7Dans un geste déconstructeur, Derrida montre au contraire, à partir du constat de l’interdit de l’usage du nom propre chez les Nambikwara, qu’ils ne sont pas indemnes d’écriture. Cet interdit implique précisément pour le philosophe la structure universelle de l’écriture et sa conséquence, l’impossible complétude innocente (Derrida, 1967, p. 159) : « Il y a écriture dès que le nom propre est raturé dans un système. Il y a "sujet" dès que cette oblitération du propre se produit, c’est-à-dire dès l’apparaître du propre et dès le premier matin du langage ». Il ajoute :

Si l’on cesse d’entendre l’écriture en son sens étroit de notation linéaire et phonétique, on doit pouvoir dire que toute société capable […] d’oblitérer ses nom propres et de jouer de la différence classificatoire, pratique l’écriture en générale. A l’expression de "société sans écriture" ne répondrait donc aucune réalité ni aucun concept. Cette expression relève de l’onirisme ethnocentrique de l’écriture. Le mépris de l’écriture, […], s’accommode fort bien de cet ethnocentrisme. (Derrida, 1967, p. 161).

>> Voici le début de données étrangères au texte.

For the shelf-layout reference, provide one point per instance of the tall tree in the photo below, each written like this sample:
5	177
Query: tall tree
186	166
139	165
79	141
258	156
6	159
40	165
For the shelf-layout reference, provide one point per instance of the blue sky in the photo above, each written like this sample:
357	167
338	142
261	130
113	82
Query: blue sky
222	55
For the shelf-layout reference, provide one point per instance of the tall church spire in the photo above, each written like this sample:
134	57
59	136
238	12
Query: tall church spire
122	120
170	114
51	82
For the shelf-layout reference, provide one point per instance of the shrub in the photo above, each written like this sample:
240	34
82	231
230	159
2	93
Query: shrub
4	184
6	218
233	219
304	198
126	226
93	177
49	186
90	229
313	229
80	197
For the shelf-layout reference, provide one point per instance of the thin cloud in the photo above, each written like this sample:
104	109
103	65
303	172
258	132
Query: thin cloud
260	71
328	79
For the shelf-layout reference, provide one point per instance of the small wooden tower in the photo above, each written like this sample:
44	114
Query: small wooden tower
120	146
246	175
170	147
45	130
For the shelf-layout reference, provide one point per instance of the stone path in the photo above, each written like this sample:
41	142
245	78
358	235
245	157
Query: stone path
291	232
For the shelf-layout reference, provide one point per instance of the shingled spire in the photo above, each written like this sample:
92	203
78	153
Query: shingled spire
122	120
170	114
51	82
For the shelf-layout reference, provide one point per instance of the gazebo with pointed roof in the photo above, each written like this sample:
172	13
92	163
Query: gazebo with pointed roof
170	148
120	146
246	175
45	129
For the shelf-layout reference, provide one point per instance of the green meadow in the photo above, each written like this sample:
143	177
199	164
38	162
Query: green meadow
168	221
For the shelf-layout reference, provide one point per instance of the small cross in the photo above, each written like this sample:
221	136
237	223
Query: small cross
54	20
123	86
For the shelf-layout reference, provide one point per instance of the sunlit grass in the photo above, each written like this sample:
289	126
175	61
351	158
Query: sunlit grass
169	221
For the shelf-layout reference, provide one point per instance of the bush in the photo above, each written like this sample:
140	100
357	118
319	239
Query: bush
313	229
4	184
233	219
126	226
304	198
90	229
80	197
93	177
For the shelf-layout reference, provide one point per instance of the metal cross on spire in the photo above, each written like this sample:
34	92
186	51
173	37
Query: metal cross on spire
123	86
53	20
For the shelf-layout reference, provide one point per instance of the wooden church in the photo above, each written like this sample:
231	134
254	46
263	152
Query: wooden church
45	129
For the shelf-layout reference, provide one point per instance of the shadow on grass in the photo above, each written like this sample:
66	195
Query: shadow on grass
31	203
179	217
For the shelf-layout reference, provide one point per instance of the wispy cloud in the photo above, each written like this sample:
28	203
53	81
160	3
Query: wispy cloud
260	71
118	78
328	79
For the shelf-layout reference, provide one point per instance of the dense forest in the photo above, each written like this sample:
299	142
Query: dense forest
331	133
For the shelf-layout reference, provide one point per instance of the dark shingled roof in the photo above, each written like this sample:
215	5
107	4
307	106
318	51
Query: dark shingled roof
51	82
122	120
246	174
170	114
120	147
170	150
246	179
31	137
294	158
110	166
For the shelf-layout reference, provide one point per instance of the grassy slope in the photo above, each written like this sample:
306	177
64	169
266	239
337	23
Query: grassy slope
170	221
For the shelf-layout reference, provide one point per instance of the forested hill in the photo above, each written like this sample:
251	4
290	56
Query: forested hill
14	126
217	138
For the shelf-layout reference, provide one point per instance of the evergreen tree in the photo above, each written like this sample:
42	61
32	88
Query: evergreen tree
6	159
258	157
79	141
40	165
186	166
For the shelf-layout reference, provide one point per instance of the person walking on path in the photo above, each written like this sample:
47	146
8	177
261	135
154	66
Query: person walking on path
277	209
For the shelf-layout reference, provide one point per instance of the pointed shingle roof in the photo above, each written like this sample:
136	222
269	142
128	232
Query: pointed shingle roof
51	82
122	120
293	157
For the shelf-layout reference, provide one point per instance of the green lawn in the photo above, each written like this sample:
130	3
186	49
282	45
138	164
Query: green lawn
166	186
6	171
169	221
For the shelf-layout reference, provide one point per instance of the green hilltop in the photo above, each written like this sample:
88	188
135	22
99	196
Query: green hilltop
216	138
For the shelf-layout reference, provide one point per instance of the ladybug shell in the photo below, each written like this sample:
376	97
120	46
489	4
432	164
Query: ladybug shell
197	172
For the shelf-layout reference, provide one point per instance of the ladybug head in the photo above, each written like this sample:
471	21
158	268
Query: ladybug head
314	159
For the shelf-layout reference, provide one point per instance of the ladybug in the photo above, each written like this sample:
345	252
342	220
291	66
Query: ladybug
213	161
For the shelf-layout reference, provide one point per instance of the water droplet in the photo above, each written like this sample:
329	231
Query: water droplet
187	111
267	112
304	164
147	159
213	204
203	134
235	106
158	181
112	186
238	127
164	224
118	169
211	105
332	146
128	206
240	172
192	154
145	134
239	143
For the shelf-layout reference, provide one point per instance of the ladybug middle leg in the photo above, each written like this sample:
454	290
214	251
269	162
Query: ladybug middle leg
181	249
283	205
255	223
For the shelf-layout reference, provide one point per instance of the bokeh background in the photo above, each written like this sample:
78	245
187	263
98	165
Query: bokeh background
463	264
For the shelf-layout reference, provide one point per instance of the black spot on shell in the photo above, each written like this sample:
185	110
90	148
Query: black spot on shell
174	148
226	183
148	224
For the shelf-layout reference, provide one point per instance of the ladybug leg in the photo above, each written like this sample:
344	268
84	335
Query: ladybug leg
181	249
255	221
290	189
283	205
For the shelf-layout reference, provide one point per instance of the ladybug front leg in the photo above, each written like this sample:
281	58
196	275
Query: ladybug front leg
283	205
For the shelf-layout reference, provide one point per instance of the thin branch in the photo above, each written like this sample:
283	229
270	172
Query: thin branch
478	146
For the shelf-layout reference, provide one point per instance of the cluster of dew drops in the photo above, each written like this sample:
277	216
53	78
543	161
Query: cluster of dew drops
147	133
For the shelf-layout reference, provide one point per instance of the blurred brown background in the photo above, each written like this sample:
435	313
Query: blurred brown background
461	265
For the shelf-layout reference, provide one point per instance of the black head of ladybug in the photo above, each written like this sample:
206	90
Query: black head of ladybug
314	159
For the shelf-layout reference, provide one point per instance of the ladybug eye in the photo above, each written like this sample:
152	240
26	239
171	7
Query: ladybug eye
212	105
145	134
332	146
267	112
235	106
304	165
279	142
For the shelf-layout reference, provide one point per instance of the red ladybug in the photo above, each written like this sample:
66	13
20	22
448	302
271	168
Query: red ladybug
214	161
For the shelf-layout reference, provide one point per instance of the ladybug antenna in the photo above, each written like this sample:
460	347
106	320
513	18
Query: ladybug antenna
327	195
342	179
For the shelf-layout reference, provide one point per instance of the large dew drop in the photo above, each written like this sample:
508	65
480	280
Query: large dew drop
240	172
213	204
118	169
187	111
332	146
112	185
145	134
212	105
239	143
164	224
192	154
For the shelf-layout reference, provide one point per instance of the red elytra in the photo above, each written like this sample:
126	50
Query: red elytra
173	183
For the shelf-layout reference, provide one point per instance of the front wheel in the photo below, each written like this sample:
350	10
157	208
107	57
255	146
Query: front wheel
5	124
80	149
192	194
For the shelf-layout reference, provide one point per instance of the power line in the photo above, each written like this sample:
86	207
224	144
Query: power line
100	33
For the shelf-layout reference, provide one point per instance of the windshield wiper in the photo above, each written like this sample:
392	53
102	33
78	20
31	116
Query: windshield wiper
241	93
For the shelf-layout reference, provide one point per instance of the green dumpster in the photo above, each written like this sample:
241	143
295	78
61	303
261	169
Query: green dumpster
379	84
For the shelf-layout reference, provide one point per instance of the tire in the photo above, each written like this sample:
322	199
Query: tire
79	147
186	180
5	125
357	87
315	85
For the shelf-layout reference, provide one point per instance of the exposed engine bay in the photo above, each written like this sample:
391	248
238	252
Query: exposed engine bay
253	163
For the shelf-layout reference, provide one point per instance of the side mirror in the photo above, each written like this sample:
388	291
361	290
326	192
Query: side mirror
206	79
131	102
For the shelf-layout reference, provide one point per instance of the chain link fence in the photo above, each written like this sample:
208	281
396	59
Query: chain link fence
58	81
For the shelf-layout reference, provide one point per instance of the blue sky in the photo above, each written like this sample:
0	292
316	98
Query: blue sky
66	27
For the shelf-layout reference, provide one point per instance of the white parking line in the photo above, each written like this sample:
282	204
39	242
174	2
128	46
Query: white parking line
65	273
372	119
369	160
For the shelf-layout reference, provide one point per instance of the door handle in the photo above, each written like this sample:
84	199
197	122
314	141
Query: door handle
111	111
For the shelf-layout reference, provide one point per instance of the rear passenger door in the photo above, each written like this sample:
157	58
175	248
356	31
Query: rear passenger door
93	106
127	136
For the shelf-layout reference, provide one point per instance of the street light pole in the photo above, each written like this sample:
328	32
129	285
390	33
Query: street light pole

8Le mépris de l’écriture, l’annulation de la différance, la projection d’un fantasme de plénitude, marquent l’ethnocentrisme occidental dont Lévi-Strauss ne s’extrait pas.

9L’ethnologue ne considère pas ce qu’il appelle des zigzags et des pointillés comme de l’écriture (cette limitation est désormais largement fragilisée par de nombreux travaux de linguistique qui rendent incertaines les frontières entre les écritures dites pictographiques, idéographiques, phonétiques). Dans sa thèse de 1948, La Vie familiale et sociale des Indiens Nambikwara, il précise pour autant que les Nambikwara donnent un nom à l’acte d’écrire : iekariukedjutu, ce qu’il a traduit par « faire des raies ». Cette traduction littérale réduit ce mot à une signification gestuelle assez pauvre. Pour Derrida :

C’est un peu comme si l’on disait que telle langue n’a aucun mot pour désigner l’écriture – et que par conséquent ceux qui la pratiquent ne savent pas écrire – sous prétexte qu’ils se servent de ce mot qui veut dire "gratter", "graver", "griffer", "écorcher", "inciser", "tracer", "imprimer", etc. Comme si écrire, en son noyau métaphorique, voulait dire autre chose. L’ethnocentrisme n’est-il pas toujours trahi par la précipitation avec laquelle il se satisfait de certaines traductions ou de certains équivalents domestiques ? Dire qu’un peuple ne sait pas écrire parce qu’on peut traduire par "faire des raies" le mot dont il se sert pour désigner l’acte d’inscrire, n’est ce pas comme si on lui refusait la "parole" en traduisant le mot équivalent par "crier", "chanter", ou "souffler" ?(Derrida, 1967, p. 189).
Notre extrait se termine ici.